Perhaps another perspective will help emphasize the problem. Would you want your daughter to date Jeff? If your daughter brought a man home that had inflicted this horrific abuse as outlined in Jeff's police report, would you feel comfortable leaving him alone with your daughter? Is this the man that you'd want your daughter to marry? If you would have concerns about your daughter dating somebody with a domestic violence conviction, why would you consider letting him represent you or influence your life? If the man doesn't have the integrity to admit his mistakes and come clean, why would you think he has enough integrity to hold an elected office?
After knowing that Jeff willingly doesn't pay his bills, would you let him be your financial adviser? Bill collectors have had to chase him down on numerous occasions, so this is not an oversight. Jeff knowingly and willfully made a decision to not pay his bills.
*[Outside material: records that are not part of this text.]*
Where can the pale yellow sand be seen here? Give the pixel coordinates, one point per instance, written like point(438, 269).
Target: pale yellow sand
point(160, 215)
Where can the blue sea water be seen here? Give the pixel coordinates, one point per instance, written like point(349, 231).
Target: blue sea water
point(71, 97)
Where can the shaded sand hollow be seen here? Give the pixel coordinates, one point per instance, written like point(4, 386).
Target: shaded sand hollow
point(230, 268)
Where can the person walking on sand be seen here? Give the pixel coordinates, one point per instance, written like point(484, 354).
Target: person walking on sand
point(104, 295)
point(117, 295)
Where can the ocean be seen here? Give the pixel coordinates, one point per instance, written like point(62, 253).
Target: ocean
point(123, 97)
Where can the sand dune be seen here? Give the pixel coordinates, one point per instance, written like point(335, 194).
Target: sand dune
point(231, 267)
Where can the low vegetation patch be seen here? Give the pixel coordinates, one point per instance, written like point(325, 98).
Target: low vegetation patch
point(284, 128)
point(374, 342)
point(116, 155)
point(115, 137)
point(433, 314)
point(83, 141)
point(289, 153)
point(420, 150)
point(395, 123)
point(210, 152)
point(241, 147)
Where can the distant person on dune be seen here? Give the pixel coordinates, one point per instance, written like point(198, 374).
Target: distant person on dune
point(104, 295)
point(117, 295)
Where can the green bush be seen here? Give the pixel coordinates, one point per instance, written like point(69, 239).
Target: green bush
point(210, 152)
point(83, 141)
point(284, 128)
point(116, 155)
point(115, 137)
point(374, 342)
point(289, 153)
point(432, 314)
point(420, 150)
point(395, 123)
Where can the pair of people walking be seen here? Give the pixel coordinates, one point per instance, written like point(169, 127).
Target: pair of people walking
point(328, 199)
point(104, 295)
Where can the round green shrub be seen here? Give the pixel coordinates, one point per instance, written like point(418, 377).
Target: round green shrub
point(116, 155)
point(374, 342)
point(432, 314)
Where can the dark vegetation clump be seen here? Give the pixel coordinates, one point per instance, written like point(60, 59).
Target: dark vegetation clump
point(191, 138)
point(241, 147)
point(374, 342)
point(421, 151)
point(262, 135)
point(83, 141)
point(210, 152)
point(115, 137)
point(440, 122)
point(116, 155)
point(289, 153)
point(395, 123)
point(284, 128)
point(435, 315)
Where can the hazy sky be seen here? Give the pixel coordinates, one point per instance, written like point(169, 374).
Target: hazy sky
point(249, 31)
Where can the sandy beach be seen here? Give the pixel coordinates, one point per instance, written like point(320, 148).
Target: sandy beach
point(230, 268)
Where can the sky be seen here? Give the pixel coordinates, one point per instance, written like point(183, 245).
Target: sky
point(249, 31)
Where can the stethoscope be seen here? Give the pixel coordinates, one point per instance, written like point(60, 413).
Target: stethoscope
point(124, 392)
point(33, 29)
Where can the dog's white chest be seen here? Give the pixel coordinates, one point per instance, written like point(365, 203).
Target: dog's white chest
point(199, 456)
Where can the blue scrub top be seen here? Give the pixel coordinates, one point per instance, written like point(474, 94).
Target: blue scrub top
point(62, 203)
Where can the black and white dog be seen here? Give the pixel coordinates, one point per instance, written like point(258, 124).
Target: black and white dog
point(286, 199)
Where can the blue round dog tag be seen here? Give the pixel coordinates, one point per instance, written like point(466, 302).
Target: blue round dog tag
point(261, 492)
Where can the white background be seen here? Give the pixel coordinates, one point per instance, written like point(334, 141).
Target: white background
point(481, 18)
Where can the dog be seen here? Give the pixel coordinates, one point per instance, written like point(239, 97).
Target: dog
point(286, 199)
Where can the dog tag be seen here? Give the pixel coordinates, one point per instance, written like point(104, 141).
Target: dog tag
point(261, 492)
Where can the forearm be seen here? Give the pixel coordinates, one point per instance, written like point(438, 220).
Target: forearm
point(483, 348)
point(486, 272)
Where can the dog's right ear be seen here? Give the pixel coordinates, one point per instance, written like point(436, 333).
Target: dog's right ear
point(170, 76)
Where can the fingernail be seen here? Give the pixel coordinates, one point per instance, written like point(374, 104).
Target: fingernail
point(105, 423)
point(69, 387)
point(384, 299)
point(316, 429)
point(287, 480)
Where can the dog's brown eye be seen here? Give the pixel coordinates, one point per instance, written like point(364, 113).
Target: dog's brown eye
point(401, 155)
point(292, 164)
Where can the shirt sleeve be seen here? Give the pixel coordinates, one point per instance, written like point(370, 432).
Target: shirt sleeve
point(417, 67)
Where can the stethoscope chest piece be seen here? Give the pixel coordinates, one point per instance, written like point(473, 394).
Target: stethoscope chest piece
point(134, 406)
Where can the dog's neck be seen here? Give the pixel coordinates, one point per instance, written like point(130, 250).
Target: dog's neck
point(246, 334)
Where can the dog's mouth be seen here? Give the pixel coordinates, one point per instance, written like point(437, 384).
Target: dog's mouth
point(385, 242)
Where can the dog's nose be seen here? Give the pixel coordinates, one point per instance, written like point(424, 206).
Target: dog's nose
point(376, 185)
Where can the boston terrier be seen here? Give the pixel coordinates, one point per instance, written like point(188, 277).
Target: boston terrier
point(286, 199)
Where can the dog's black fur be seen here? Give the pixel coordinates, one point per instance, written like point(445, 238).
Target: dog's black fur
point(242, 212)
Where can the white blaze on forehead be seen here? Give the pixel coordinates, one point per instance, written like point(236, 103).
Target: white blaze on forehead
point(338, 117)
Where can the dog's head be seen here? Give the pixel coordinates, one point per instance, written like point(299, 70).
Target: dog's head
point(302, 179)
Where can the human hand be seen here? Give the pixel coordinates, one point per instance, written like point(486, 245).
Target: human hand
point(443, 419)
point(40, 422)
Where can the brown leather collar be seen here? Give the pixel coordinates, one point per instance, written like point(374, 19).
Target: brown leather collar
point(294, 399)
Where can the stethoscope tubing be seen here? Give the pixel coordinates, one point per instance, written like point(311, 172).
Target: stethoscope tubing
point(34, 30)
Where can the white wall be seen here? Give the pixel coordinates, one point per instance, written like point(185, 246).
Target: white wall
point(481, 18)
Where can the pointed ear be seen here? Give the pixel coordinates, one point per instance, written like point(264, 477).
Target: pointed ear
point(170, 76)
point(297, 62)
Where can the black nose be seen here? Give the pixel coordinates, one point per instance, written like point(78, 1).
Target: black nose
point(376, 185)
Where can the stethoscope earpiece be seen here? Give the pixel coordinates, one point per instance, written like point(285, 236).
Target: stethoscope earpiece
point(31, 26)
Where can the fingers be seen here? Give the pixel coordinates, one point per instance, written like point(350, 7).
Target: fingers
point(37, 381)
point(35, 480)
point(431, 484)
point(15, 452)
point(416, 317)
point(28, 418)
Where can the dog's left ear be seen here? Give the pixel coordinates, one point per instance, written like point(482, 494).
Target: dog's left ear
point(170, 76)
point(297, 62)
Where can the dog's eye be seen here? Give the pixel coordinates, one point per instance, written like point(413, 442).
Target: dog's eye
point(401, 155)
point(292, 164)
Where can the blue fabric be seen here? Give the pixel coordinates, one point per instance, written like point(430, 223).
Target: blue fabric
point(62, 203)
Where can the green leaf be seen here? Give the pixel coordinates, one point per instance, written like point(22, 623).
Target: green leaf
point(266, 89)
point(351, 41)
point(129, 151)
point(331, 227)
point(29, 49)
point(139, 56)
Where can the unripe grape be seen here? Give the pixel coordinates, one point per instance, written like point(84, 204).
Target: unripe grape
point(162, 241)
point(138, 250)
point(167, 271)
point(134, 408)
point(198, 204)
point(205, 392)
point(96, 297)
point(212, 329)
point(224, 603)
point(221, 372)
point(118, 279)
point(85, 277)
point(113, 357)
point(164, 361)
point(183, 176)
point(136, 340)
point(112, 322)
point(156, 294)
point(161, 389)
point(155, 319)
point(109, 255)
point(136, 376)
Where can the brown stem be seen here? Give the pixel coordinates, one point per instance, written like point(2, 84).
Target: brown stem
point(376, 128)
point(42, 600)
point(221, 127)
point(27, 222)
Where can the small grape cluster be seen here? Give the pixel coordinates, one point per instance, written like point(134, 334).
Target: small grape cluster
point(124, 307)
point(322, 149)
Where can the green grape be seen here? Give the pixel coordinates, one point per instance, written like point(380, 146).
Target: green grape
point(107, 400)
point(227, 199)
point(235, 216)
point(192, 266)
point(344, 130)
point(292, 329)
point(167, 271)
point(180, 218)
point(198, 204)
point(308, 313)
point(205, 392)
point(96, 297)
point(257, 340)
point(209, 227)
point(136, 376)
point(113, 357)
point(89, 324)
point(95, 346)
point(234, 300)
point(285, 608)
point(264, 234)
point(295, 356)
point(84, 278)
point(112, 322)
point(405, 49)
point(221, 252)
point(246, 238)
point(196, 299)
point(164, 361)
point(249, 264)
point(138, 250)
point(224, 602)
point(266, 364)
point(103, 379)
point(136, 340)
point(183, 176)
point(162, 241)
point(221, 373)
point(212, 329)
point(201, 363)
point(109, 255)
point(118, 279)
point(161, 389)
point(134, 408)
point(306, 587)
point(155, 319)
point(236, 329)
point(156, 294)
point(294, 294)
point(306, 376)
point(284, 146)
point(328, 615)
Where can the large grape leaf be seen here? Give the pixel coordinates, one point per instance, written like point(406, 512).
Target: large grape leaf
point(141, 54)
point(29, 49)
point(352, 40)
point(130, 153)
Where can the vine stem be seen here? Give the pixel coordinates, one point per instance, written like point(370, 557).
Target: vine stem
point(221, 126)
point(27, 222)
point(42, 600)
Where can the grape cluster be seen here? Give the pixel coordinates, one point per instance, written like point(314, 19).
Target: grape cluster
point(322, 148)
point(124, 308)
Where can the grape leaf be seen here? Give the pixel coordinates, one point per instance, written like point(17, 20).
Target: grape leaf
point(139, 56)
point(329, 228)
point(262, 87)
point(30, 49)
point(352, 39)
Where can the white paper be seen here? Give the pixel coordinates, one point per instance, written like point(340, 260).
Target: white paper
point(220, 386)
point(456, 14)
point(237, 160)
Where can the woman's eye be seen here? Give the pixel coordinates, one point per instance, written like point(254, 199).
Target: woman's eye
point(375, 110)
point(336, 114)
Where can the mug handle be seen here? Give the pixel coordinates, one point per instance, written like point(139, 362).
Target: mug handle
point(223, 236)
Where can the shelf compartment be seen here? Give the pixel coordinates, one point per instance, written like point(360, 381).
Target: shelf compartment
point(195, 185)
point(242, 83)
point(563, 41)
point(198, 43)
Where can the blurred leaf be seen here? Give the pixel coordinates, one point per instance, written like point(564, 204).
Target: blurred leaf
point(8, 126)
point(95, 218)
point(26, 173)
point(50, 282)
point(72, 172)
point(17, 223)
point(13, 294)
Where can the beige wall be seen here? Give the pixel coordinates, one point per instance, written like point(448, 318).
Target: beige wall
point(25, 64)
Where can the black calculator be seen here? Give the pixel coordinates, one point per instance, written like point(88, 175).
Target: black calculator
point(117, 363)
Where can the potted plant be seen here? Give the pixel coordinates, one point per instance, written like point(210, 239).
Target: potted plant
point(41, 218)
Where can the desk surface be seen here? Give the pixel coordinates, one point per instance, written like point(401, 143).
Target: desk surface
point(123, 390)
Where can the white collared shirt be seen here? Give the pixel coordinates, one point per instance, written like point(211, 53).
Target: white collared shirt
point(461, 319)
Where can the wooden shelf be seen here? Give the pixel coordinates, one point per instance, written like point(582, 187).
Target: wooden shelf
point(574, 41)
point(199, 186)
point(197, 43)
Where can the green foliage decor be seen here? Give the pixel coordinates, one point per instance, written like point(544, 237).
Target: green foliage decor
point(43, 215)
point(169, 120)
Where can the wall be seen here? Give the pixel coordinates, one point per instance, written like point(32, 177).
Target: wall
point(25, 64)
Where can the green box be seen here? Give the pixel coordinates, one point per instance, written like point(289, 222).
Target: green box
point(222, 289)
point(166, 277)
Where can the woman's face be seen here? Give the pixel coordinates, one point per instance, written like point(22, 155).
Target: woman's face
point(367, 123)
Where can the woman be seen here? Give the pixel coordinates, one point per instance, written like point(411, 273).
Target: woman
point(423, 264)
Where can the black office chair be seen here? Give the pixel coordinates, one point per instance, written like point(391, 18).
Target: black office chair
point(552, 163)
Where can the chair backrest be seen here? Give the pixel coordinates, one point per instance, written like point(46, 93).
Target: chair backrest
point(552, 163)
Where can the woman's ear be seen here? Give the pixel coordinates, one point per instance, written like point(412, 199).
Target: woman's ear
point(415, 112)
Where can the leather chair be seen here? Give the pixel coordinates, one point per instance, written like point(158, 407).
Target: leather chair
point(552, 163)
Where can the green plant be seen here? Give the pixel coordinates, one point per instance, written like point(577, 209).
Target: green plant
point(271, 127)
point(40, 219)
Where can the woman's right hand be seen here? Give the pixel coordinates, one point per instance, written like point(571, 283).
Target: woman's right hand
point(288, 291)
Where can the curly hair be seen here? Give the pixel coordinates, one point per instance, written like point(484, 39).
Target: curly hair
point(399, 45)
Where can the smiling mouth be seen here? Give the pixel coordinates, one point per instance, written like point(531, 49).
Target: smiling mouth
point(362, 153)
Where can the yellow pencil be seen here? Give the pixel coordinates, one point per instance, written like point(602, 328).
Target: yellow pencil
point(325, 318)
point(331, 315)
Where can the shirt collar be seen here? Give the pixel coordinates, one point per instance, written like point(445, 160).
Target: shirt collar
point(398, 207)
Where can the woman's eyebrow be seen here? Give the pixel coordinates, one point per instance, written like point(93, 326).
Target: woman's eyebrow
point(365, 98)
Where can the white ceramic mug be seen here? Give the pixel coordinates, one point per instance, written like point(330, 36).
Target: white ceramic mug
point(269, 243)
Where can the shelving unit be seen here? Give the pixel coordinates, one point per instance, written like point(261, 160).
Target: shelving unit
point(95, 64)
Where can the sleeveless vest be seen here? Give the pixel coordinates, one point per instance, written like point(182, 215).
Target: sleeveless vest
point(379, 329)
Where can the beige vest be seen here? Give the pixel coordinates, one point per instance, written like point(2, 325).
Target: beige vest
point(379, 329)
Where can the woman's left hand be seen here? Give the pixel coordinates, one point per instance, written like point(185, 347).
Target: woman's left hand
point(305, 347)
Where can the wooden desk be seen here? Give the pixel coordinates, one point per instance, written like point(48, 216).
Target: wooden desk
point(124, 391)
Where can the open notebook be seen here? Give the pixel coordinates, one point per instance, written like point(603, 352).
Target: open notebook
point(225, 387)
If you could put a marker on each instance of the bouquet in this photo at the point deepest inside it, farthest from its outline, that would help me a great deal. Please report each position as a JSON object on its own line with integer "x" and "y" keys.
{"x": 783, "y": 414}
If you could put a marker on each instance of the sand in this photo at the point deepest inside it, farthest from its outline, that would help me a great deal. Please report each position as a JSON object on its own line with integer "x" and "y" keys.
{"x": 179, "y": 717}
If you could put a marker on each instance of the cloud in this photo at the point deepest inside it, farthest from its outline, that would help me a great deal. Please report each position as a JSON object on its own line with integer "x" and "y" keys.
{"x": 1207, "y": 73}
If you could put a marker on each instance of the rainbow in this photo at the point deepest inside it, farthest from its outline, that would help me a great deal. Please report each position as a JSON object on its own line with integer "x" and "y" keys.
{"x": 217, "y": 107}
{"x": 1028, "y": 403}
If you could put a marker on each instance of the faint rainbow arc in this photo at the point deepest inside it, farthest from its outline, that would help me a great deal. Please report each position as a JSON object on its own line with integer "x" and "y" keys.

With this knowledge would you trust him to make decisions with your tax dollars? If you're not sure you'd trust him with your finances, why would you trust him with the city's?
It is human to make errors, and I have made plenty of them myself. However, when you make mistakes, you should accept responsibility for them and learn from them. However, it is apparent that Jeff is never going to accept responsibility for his actions. So what does all of this mean? Does this somehow exclude him from serving in public office? Unfortunately, it doesn't. However, all of these things do clearly indicate that Jeff has a history of making poor decisions. This reads more like the story of an 18 year old punk not a 50+ year old man. So the poor decision making is not going to change. Again, that tiger isn't going to change his stripes.